On Tuesday the company announced the return of Hitch on a trial basis later this month after the service was suspended last year following two high-profile murders of female passengers. The trial was set to allow use by men between 5 a.m. and 11 p.m., and women between 5 a.m. and 8 p.m., the company said in announcing the relaunch.
But Didi was forced to backtrack within hours after large numbers of social media users said the operating hours discriminated against women, for instance by heavy-handedly restricting female customers’ access to the platform, treating all female customers as possible victims of aggression, and shifting the responsibility for protecting their safety back into the hands of drivers who are often men.

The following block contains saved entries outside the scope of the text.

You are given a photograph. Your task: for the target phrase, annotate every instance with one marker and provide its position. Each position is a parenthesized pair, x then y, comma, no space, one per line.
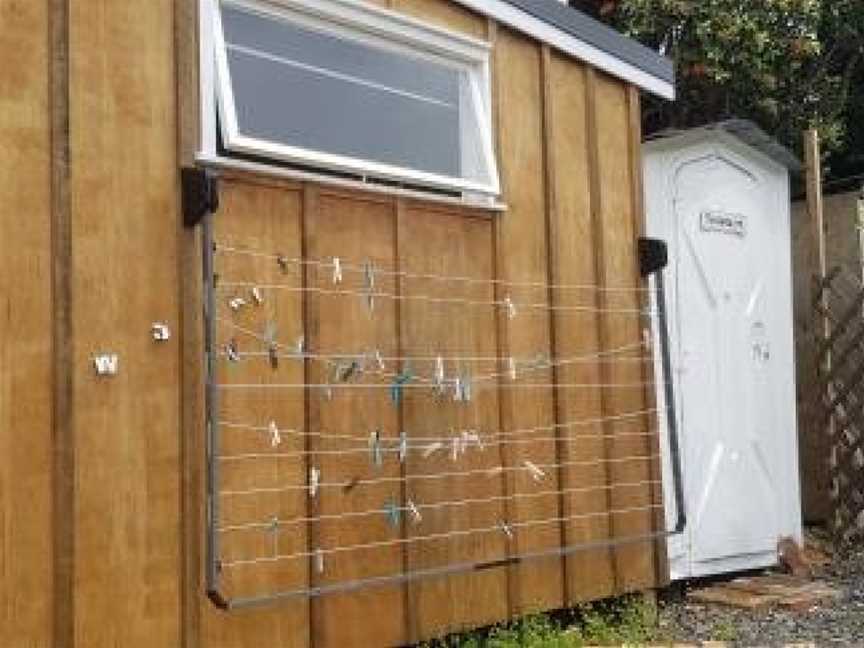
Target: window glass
(329,90)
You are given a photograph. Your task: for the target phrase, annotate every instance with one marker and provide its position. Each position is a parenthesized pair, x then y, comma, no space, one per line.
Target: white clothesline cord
(537,362)
(354,355)
(355,267)
(278,523)
(507,303)
(445,445)
(489,472)
(601,420)
(499,528)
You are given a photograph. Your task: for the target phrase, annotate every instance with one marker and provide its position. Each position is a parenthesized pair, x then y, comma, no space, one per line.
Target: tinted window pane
(312,90)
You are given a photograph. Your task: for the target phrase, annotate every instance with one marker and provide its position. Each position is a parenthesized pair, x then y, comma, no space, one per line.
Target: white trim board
(524,22)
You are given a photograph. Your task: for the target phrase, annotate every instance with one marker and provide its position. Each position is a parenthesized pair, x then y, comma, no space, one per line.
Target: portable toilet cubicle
(719,195)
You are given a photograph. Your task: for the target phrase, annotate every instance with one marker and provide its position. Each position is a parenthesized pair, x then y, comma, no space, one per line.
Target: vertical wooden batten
(651,423)
(123,212)
(63,409)
(191,328)
(600,301)
(553,259)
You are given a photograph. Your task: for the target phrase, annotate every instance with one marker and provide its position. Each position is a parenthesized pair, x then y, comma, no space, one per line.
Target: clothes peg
(272,344)
(455,448)
(348,370)
(236,303)
(398,385)
(467,389)
(393,512)
(314,481)
(283,262)
(275,436)
(376,456)
(457,389)
(535,471)
(416,517)
(231,351)
(319,561)
(257,296)
(432,449)
(462,389)
(350,485)
(646,338)
(471,436)
(369,282)
(510,306)
(403,447)
(337,270)
(438,378)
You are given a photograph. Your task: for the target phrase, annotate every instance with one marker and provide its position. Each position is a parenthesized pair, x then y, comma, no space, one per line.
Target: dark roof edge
(596,34)
(749,134)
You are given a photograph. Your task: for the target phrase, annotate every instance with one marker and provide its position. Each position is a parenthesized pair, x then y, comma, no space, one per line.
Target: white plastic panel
(725,212)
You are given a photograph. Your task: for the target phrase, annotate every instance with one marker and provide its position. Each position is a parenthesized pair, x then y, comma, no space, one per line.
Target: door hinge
(200,189)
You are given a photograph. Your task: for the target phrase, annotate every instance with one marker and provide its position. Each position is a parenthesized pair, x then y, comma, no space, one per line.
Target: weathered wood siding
(26,349)
(102,480)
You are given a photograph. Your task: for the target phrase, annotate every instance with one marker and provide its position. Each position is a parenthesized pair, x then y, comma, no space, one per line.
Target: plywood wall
(101,479)
(26,330)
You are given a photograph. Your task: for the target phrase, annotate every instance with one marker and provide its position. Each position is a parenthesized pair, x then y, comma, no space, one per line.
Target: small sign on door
(724,223)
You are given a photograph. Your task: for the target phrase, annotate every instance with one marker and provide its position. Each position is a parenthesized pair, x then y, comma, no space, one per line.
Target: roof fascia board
(543,31)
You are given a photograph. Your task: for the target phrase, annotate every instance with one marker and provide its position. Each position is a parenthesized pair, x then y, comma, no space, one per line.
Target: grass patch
(628,621)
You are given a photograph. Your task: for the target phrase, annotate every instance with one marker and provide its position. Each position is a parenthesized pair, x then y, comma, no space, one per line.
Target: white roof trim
(521,21)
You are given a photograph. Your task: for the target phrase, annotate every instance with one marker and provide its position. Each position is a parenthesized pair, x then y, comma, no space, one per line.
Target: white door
(726,259)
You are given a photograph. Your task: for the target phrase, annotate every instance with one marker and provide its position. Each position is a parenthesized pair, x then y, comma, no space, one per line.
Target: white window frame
(367,23)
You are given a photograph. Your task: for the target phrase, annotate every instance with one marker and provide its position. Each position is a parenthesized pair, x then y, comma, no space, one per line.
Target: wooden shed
(395,385)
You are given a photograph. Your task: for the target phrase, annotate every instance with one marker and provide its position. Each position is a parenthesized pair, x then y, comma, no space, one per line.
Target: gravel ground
(840,623)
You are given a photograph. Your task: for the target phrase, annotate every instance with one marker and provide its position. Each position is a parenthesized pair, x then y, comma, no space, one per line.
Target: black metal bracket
(653,256)
(200,189)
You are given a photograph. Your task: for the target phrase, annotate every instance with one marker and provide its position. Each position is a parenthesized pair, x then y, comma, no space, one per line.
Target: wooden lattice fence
(839,398)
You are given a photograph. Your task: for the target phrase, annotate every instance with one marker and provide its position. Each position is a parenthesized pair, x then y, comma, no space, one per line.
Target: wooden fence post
(819,266)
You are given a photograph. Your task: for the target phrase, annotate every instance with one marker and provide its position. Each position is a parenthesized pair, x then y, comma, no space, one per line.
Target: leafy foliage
(786,64)
(627,621)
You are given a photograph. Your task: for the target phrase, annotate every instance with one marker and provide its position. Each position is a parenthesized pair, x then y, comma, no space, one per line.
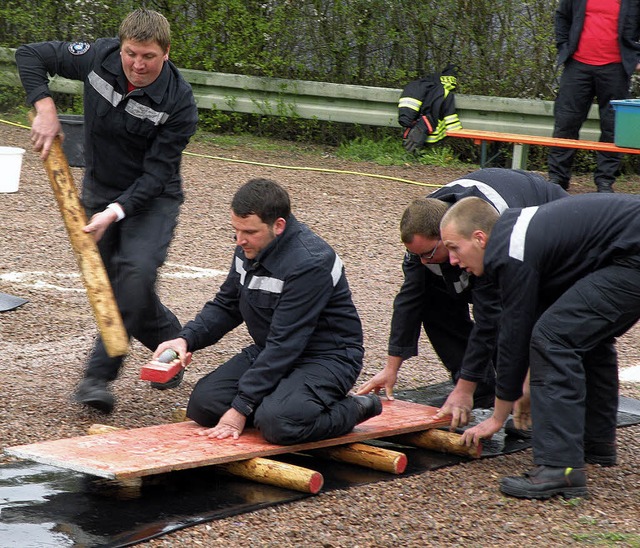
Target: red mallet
(162,370)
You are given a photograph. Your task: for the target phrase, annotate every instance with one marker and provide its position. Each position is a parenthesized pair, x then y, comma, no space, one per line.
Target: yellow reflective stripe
(452,121)
(410,102)
(439,133)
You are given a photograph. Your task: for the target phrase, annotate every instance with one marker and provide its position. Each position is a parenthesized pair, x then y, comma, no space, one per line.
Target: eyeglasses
(428,256)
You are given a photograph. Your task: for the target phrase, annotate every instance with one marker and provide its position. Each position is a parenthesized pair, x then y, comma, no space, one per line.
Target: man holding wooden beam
(568,274)
(435,295)
(139,116)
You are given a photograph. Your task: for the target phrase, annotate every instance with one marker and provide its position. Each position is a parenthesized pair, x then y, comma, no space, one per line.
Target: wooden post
(440,440)
(273,472)
(94,275)
(369,456)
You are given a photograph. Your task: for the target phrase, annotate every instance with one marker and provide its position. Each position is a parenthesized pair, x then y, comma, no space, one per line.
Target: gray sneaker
(95,393)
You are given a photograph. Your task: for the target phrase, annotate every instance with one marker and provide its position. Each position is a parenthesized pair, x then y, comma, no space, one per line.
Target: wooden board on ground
(158,449)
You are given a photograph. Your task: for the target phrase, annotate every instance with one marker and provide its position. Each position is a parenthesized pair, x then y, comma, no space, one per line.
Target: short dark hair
(264,198)
(422,217)
(143,25)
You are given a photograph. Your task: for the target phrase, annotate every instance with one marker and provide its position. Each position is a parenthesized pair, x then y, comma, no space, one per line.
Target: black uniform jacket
(535,254)
(570,16)
(133,141)
(296,303)
(503,188)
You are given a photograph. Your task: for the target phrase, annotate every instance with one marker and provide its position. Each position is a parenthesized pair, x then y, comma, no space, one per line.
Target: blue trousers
(132,251)
(580,84)
(573,364)
(309,404)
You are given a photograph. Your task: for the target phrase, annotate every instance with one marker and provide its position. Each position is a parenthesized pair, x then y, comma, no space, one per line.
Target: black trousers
(573,364)
(447,322)
(309,404)
(133,250)
(579,85)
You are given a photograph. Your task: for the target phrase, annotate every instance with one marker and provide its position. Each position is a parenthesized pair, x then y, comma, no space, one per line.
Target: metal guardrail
(339,102)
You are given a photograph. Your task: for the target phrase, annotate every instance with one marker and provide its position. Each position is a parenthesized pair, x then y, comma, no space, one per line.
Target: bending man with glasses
(435,295)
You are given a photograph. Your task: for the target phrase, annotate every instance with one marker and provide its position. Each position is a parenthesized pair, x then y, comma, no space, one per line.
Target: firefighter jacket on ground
(430,101)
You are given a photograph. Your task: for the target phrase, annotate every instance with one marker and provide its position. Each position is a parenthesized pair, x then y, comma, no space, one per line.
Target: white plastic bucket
(10,167)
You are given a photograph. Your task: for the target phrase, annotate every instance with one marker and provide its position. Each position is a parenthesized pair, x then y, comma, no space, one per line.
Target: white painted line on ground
(630,374)
(39,279)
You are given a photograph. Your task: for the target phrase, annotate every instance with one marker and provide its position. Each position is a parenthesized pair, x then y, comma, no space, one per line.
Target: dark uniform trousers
(447,323)
(574,364)
(133,250)
(580,83)
(307,405)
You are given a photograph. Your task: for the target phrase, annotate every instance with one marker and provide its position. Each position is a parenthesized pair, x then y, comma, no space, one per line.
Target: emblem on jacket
(79,48)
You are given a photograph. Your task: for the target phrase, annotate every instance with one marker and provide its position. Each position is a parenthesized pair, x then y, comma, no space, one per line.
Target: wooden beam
(369,456)
(440,440)
(261,470)
(273,472)
(94,275)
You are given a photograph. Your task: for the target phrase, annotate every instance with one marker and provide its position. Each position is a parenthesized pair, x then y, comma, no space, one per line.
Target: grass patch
(390,152)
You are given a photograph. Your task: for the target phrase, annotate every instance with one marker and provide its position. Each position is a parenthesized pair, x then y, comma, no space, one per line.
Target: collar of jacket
(156,91)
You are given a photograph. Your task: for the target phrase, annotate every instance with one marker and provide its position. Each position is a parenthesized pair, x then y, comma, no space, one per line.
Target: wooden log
(267,471)
(369,456)
(273,472)
(440,440)
(94,275)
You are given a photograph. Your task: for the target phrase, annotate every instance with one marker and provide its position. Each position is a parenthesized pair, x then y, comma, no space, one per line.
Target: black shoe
(604,187)
(563,184)
(173,382)
(369,405)
(603,454)
(545,482)
(95,393)
(511,430)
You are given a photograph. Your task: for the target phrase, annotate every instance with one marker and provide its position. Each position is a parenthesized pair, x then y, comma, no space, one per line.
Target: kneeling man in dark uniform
(568,274)
(289,287)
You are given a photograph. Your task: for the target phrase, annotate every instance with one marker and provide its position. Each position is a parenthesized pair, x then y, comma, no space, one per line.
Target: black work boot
(545,482)
(604,186)
(603,454)
(369,405)
(95,393)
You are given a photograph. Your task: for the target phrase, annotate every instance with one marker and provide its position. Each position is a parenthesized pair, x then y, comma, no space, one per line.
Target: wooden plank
(479,136)
(163,448)
(94,275)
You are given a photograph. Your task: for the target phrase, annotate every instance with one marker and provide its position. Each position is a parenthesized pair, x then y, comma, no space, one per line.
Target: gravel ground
(44,345)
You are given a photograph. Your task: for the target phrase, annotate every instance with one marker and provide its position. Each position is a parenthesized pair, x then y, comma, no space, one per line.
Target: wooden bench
(521,144)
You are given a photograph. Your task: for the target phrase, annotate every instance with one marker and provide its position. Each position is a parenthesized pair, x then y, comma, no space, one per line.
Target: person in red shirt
(597,42)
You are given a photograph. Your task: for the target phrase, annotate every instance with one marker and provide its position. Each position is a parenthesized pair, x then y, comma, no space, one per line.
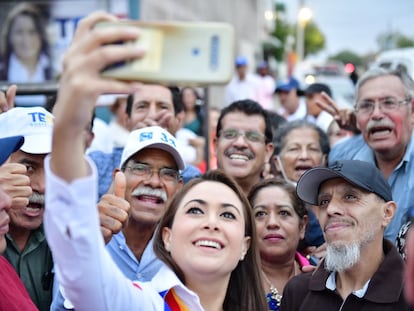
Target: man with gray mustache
(243,142)
(27,248)
(384,114)
(151,163)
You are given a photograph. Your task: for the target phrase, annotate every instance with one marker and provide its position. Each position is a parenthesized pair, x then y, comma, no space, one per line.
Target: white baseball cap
(151,137)
(35,124)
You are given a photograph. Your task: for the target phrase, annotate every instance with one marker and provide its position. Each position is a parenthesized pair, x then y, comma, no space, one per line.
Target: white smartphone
(179,53)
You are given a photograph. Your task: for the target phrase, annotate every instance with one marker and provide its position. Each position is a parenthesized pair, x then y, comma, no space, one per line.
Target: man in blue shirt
(151,164)
(384,114)
(152,104)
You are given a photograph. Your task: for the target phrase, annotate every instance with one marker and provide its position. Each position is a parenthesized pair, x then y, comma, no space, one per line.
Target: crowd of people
(287,218)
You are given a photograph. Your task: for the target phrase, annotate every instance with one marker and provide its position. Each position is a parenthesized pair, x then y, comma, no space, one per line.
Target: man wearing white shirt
(244,85)
(292,107)
(315,114)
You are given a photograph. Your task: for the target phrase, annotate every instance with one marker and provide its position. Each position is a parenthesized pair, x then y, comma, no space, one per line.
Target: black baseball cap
(358,173)
(8,145)
(318,88)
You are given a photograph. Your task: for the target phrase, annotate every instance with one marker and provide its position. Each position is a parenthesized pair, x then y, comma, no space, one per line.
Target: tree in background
(314,38)
(347,56)
(394,40)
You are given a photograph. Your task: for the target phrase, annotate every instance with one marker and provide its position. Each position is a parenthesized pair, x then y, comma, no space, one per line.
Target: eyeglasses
(386,105)
(232,134)
(144,170)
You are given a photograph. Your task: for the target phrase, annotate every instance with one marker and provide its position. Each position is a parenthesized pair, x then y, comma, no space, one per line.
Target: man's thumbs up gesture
(113,208)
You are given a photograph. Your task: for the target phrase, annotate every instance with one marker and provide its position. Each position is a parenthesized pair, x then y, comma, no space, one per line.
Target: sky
(355,24)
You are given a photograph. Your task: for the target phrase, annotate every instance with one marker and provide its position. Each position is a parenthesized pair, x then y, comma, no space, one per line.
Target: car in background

On Thursday evening, company president Liu Qing said on her personal Weibo microblog that the new rules were unsuitable and asked for time to adjust them.
Didi later released a separate statement on its WeChat public account explaining that significant spikes in rates of sex-related complaints from female users during evening and late-night operating hours prompted the differing gender-based restrictions. The company also apologized for the blunder, saying: “Prior to announcing the plan, we did not carry out a public appraisal and discussion of this rule and were unable to fully listen to feedback from all sides. At the same time, we express our deep apologies for troubling everyone with our insufficient consideration and poor communication.”
All users will only be able to use Hitch between 5 a.m. and 8 p.m. when it relaunches from Nov. 20, the later statement added.
While Didi found itself at the center of a furor at home, things were going slightly better abroad.
The company told Caixin Friday that it plans to add in-app taxi-hailing services to its product offerings in Mexico, starting in the city of Cuernavaca. Although Didi is already recruiting drivers for the service, it does not yet have a launch date.
Meanwhile, Mexico City will become the third in the country to welcome Didi’s food delivery business — Didi Food — after Guadalajara and Monterrey, the company announced Tuesday.